Sometimes one utterance, like one picture, is worth a thousand words. Take the word "infinite," for example: Infinite is a word that if thought of in terms of numbers, would start at less than zero and would go on for all the zeroes that could be added across the universe, encompassing all of everything imaginable and unimaginable, forever and ever, consuming itself and all time and matter and even then, continue to have zeroes added. Without the word "infinite," each of us might try to explain the perception of time everlasting in our own way, similar to my explanation in this paragraph, which could get to be very confusing.

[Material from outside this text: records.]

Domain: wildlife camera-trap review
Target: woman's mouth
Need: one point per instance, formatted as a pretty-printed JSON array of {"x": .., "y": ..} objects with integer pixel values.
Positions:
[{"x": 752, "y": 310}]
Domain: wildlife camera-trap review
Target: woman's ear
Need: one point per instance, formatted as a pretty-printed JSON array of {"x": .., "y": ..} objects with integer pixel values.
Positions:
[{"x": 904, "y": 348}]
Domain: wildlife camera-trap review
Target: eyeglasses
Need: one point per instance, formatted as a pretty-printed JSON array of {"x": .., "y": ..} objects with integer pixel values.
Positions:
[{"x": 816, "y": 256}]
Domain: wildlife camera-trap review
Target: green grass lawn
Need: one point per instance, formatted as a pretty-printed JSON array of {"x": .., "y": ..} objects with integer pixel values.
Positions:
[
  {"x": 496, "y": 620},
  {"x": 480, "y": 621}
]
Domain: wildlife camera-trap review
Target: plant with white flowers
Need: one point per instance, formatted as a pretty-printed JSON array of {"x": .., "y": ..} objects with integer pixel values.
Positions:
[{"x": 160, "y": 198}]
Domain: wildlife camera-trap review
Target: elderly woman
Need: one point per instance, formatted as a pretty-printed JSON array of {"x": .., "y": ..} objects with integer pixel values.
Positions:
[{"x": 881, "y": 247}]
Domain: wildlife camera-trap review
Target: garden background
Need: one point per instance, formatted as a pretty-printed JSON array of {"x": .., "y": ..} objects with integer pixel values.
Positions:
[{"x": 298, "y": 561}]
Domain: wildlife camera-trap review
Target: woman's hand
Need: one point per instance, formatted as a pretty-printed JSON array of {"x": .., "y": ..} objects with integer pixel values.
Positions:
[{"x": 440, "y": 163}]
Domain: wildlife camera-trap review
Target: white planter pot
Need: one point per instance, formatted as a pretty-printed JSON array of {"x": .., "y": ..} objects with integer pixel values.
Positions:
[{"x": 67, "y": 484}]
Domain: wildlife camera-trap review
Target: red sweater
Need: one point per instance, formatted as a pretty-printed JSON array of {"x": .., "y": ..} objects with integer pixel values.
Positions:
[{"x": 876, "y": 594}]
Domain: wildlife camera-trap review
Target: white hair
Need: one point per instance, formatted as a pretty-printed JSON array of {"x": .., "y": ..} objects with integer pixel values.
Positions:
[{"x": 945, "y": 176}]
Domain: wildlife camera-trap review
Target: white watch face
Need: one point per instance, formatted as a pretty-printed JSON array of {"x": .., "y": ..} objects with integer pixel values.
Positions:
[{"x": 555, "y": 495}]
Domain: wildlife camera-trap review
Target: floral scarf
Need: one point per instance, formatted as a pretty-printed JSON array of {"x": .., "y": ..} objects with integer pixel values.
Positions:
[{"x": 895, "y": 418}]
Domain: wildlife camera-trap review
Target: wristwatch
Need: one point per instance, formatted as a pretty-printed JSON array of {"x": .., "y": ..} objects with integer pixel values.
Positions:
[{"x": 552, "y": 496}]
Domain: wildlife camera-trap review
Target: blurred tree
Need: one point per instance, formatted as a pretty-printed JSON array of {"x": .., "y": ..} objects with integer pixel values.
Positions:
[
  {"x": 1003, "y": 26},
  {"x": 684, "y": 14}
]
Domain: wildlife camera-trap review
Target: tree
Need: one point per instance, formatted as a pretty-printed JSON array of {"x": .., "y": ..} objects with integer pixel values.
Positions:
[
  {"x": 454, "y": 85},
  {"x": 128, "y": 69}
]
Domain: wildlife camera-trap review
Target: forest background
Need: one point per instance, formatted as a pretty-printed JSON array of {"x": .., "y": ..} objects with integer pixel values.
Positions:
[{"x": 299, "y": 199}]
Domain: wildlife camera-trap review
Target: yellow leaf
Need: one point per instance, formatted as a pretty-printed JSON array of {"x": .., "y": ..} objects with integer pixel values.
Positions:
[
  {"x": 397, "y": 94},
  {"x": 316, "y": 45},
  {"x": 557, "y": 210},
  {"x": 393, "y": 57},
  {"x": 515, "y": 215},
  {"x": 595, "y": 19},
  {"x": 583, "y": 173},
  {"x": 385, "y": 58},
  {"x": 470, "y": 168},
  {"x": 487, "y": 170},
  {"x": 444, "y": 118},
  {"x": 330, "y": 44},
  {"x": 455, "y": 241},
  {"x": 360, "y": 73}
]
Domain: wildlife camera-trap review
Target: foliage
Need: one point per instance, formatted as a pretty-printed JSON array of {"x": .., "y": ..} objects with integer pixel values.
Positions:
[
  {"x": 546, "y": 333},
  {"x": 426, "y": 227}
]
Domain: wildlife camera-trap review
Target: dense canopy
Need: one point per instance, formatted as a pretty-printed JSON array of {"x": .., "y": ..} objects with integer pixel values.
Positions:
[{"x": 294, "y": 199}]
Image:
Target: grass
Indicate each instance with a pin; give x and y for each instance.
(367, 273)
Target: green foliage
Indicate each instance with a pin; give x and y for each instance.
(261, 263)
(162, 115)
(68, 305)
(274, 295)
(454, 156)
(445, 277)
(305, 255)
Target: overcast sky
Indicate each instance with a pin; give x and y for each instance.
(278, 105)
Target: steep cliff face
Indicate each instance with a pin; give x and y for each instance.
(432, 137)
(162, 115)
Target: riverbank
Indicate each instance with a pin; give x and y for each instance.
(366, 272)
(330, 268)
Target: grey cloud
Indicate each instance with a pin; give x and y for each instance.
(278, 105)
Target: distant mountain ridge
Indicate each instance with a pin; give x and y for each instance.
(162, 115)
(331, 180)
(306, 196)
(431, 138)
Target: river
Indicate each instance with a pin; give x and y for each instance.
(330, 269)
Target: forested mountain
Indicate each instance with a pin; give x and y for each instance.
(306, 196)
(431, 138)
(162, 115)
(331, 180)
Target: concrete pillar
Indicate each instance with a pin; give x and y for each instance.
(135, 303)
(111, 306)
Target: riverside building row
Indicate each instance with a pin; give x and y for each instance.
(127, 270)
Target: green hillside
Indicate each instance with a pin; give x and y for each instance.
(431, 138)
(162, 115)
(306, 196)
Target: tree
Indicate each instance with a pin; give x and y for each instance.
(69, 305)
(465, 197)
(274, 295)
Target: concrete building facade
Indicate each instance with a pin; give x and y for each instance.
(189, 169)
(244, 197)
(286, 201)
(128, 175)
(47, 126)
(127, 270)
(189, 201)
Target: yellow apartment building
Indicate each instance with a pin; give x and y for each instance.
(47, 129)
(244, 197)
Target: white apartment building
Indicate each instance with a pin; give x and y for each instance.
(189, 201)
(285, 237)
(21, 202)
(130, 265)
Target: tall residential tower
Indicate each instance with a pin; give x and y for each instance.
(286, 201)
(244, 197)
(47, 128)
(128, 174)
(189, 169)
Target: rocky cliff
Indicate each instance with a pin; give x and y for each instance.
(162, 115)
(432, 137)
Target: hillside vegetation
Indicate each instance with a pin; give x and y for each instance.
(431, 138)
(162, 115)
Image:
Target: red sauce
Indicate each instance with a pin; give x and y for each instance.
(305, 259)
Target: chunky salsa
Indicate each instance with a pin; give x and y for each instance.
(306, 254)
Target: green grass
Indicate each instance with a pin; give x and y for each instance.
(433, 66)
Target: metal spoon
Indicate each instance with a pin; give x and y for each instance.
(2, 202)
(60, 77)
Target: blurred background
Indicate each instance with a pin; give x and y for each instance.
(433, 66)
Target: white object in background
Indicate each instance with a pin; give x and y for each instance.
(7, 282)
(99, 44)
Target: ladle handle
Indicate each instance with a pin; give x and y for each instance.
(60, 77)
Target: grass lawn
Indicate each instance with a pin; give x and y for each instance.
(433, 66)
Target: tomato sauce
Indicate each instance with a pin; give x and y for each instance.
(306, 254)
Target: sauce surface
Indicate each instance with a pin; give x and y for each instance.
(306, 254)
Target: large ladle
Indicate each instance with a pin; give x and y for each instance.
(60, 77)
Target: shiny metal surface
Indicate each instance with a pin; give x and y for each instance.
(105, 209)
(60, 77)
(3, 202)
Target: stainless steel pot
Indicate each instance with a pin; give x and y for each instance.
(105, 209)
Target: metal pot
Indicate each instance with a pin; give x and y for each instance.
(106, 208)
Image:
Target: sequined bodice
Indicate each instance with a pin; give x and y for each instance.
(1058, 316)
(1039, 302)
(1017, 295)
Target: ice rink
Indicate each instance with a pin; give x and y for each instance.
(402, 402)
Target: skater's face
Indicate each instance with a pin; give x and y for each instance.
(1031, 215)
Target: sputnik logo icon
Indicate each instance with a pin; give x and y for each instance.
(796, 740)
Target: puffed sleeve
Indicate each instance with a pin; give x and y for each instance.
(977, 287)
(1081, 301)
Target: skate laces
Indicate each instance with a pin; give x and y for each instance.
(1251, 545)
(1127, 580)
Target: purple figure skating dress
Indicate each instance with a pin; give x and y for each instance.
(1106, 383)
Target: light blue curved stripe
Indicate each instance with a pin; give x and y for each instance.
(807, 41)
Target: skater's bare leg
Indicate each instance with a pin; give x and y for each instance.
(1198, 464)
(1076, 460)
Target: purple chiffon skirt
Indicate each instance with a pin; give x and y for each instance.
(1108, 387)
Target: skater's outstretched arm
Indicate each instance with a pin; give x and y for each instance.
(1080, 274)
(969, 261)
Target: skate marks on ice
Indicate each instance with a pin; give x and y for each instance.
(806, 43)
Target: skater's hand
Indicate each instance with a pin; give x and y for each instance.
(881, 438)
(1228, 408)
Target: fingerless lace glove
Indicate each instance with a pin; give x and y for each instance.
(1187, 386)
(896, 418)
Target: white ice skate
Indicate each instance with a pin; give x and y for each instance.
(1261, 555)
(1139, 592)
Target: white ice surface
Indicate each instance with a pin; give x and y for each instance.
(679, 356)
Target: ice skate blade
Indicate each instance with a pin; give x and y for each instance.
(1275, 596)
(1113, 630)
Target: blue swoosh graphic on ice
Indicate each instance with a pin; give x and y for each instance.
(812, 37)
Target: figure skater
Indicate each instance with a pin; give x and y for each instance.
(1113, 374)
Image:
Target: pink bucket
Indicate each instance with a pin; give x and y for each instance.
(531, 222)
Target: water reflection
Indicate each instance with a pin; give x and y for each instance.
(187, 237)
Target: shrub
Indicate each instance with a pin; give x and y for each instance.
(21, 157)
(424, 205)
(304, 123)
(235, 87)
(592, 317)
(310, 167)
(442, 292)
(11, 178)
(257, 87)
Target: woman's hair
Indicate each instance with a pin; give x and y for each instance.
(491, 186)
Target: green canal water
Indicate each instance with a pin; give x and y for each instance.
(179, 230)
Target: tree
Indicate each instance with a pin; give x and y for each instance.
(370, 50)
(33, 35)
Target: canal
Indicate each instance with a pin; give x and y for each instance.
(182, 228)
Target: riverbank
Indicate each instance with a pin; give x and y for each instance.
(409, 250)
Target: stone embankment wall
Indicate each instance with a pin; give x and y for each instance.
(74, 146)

My daughter, whose condition compels her to organize and put everything in logical order, asked me once when she was younger and just attempting communicating with me in a broken sort of way, "What is half?" I was frying bacon and decided to use the bacon to describe "half." I said, "when I cut this bacon strip into two even pieces, I am cutting it in half, and that is what half is." She asked--in her own vernacular-if halves ever stop. I explained to her that once you have half, you have half, and that's that.
She left the room and came back around thirty minutes later, asking, "What is half of half of half?" I was dumbfounded at her perception of something I hadn't thought of, but I was still thinking fourths, eighths, sixteenths, etc., until she asked again if halves ever stop. You know the answer! Obviously she didn't know the term infinite, but understood the concept much better than I, apparently. But why go through such a perplexing definition when a genius has conceived the wonderful word, "infinite?" Perhaps it was through lexicography that the word was originally developed.
Several years ago a friend brought to my attention an article in the newspaper on "Facilitated Communication." This concept was getting a lot of attention; parents were being taught this procedure, and classes were being developed for professionals. It was also displayed widely in the news on television shows and on public broadcasting stations as documentaries. It was said that it was discovered (I believe by a doctor) in Australia. I was amazed, because twenty-seven years ago--long before it was named "facilitated communication"--this was one of the ways I discovered that my daughter could write and draw. She was only four or five years old at that time. I SIMPLY DIDN'T HAVE A WORD FOR IT! I would bet that other special parents used that procedure also.
This is a new day, and a new time when everything is becoming more individualized, technicalized, reverbalized, and recreated to our own individual needs and usages. Even in this brief article, a number of words that my spell-check did not recognize were used: insightfulness; prioritize; PSN; squeespeech; squeeziness; technicalized; and reverbalized. But, these words were needed to make a point. Join me and make your points loud and clear. Please feel powered to share your individualized thoughts, concepts, expressions and new words as you interact with others. Pick up a dictionary, and remember, the first word was probably: "UH." Now we probably have zillions of words. Just think! Someone else may find that your words describe exactly what they have been trying to express for years!